Self Portrait — woodcut, 1989, Francesco Clemente

Just the same, his interview on Charlie Rose is very good. He talked about being grateful for the opportunity to create his own narrative (Charlie provides this opportunity for his guests over and over again for decades), and by embracing the light and the shadow in his work, we see how easily the painting becomes metaphor…should become metaphor.

During a discussion about Andy Warhol–a significant figure in Clemente’s life–Clemente said that color is the important quality in Warhol’s work. huh? color???? …weird. sure, there’s color in Warhol’s work, but I can’t imagine seeing it as a defining feature.

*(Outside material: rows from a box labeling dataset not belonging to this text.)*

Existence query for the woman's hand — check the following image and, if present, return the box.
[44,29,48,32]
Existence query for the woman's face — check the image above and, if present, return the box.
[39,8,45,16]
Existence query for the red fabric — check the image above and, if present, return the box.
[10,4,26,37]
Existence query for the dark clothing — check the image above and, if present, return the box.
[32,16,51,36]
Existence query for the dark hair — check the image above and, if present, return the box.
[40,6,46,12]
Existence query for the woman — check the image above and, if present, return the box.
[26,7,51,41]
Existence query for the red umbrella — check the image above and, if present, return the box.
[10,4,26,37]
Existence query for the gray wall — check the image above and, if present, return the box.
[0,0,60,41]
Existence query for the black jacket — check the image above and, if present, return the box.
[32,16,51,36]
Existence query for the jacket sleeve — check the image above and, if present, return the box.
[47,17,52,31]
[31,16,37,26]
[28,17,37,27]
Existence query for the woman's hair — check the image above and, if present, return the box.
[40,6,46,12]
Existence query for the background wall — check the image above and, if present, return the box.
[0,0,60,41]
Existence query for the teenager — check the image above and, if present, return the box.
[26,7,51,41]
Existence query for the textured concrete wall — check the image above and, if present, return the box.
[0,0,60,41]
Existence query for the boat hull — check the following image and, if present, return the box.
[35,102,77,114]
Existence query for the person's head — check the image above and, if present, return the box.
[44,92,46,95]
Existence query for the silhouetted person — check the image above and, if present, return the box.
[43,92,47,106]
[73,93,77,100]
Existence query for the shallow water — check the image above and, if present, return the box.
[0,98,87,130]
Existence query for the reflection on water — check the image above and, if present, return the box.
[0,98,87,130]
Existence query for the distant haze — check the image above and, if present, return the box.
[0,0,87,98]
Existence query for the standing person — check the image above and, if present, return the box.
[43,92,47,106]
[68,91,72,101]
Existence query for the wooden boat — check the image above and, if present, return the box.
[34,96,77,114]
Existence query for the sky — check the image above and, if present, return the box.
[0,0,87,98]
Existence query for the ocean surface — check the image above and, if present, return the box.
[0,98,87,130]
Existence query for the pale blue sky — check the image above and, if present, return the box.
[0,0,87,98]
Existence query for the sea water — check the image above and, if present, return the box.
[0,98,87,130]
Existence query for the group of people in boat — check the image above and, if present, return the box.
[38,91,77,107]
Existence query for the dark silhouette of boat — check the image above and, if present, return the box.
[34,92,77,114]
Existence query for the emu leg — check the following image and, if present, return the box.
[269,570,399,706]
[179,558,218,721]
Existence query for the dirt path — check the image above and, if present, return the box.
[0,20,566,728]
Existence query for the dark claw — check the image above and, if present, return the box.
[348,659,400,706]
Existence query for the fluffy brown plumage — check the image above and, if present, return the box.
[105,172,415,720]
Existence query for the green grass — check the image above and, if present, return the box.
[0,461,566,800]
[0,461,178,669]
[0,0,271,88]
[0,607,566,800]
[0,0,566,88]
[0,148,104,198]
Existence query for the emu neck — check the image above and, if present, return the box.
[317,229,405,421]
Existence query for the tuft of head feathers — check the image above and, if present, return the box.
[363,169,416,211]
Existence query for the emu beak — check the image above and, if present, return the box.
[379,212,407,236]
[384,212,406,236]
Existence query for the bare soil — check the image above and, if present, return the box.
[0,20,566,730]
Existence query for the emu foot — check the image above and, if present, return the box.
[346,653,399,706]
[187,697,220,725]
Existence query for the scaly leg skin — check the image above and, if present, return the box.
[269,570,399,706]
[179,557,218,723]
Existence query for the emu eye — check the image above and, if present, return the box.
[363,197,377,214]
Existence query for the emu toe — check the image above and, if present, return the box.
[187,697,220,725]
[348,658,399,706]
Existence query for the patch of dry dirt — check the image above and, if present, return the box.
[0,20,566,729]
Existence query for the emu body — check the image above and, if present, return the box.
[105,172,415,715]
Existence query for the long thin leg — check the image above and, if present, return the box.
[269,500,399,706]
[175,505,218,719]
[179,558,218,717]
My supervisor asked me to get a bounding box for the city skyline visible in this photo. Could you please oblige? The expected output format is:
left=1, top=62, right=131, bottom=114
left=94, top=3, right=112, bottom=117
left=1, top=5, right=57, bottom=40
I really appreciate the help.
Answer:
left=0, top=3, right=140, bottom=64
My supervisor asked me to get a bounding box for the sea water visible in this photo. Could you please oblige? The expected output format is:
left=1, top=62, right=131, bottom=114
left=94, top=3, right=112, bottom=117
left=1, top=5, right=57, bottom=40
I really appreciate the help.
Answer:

Not everyone born with a silver spoon in his or her mouth turns out to be a pretentious bore. Clemente seems so nice, so relaxed with everything on the surface; but I found it hard to trust that surface. He has worked hard, or so he infers, to make himself vulnerable… but I wonder how someone who has never had to worry about the roof over his or her head can be truly vulnerable. And staying up all night to paint a mural does not quite make you a laborer.

However, there are many kinds of vulnerability. We see a genuineness, (dare I use the word “authenticity?”) (no, someone would shoot me) as he makes himself available and shows some vulnerability during this interview. In discussing what sorts of things he fears in life, Charie asked him if he feared the loss of his talent. Clemente reframed, to say he might fear not being able to do the work– “I wouldn’t call it talent, I would call it my language, the privilege of being able to tell my story.” Perhaps he recognizes his own deficiencies? or is it a pseudo-humility.

Dialogue — oil on canvas, 2001, Clemente

Given that he has played on the world’s stage for a considerable time now, it would be useful to say what qualities do emerge in Clemente’s work. I see a certain preciousness, that unless it is couched in the ironic is too much. it is hard to say now, being in a time of irony on steroids. the gentle wry humor may be getting lost as we project our post 911 hopelessness on to all creative work.

We want to take this artist as seriously as he takes himself. Clemente is a bit cryptic. He’s at once fresh out of the 60’s, a searcher who went to India, Japan, came here, and has gone beyond. I was not completely familiar with his work before this broadcast, so maybe I am jumping to judgment too quickly. But he vies with Cy Twombly for last place in talent? skill? on my list of the well-knowns. This is hard to talk about.

Poems to the Sea — oil, crayon, pastel colored pencil on paper, 1959, Cy Twombly

I feel like I’m being duped when I stand in front of a work like this in a museum. So it could be my own paranoia that prevents me from going to a deeper level with it.

Was Charlie more interesting than his guest? He spelled out what is hoped that artists will do, and that is, to capture the idea of a narrative that we all understand.

A recent self portrait by Clemente shows a partial skeletal view of the artist. Meaning: vulnerability is “the ideal state of the artist.”